Using these observations, Welch’s formula reduces to the function

$f(x) = \left( \displaystyle \frac{x^2}{m_1} + \frac{(1-x)^2}{m_2} \right)^{-1}$,

and the central problem is to find the maximum and minimum values of $f(x)$ on the interval $0 \le x \le 1$. Since $f(x)$ is differentiable on $[0,1]$, the absolute extrema can be found by checking the endpoints and the critical point(s).

First, the endpoints. If $x=0$, then $f(0) = \left( \displaystyle \frac{1}{m_2} \right)^{-1} = m_2$. On the other hand, if $x=1$, then $f(1) = \left( \displaystyle \frac{1}{m_1} \right)^{-1} = m_1$.

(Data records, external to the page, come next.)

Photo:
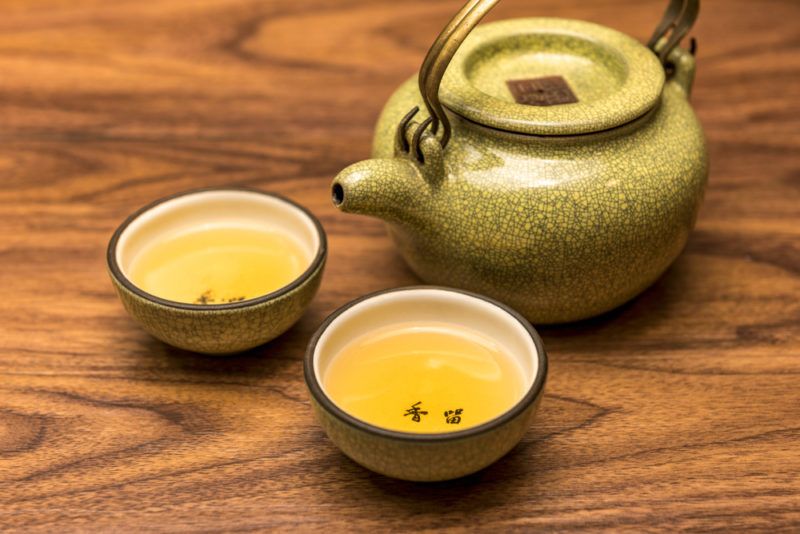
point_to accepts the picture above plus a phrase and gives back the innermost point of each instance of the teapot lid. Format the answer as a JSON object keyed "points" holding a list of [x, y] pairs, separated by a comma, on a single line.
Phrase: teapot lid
{"points": [[547, 76]]}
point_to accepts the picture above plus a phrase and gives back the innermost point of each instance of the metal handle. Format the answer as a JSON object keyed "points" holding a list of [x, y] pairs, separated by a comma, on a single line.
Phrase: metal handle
{"points": [[678, 18]]}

Next, the critical point(s). These are found by solving the equation $f'(x) = 0$:

$f'(x) = -\left( \displaystyle \frac{x^2}{m_1} + \frac{(1-x)^2}{m_2} \right)^{-2} \left[ \displaystyle \frac{2x}{m_1} - \frac{2(1-x)}{m_2} \right] = 0$

$\displaystyle \frac{2x}{m_1} - \frac{2(1-x)}{m_2} = 0$

$\displaystyle \frac{2x}{m_1} = \frac{2(1-x)}{m_2}$

$xm_2= (1-x)m_1$

$xm_2 = m_1 - xm_1$

$x(m_1 + m_2) = m_1$

$x = \displaystyle \frac{m_1}{m_1 + m_2}$

Plugging back into the original equation, we find the local extremum

$f \left( \displaystyle \frac{m_1}{m_1+m_2} \right) = \left( \displaystyle \frac{1}{m_1} \frac{m_1^2}{(m_1+m_2)^2} + \frac{1}{m_2} \left[1-\frac{m_1}{m_1+m_2}\right]^2 \right)^{-1}$

$f \left( \displaystyle \frac{m_1}{m_1+m_2} \right) = \left( \displaystyle \frac{1}{m_1} \frac{m_1^2}{(m_1+m_2)^2} + \frac{1}{m_2} \left[\frac{m_2}{m_1+m_2}\right]^2 \right)^{-1}$

$f \left( \displaystyle \frac{m_1}{m_1+m_2} \right) = \left( \displaystyle \frac{m_1}{(m_1+m_2)^2} + \frac{m_2}{(m_1+m_2)^2} \right)^{-1}$

$f \left( \displaystyle \frac{m_1}{m_1+m_2} \right) = \left( \displaystyle \frac{m_1+m_2}{(m_1+m_2)^2} \right)^{-1}$

$f \left( \displaystyle \frac{m_1}{m_1+m_2} \right) = \left( \displaystyle \frac{1}{m_1+m_2} \right)^{-1}$

$f \left( \displaystyle \frac{m_1}{m_1+m_2} \right) = m_1+m_2$

Based on the three local extrema that we’ve found, it’s clear that the absolute minimum of $f(x)$ on $[0,1]$ is the smaller of $m_1$ and $m_2$, while the absolute maximum is equal to $m_1 + m_2$.

$\hbox{QED}$

In conclusion, I suggest offering the following guidelines to students to encourage their intuition about the plausibility of their answers:

• If $SE_1$ is much smaller than $SE_2$ (i.e., $x \approx 0$), then $df$ will be close to $m_2 = n_2 - 1$.
• If $SE_1$ is much larger than $SE_2$ (i.e., $x \approx 1$), then $df$ will be close to $m_1 = n_1 - 1$.
• Otherwise, $df$ could be as large as $m_1 + m_2 = n_1 + n_2 - 2$, but no larger.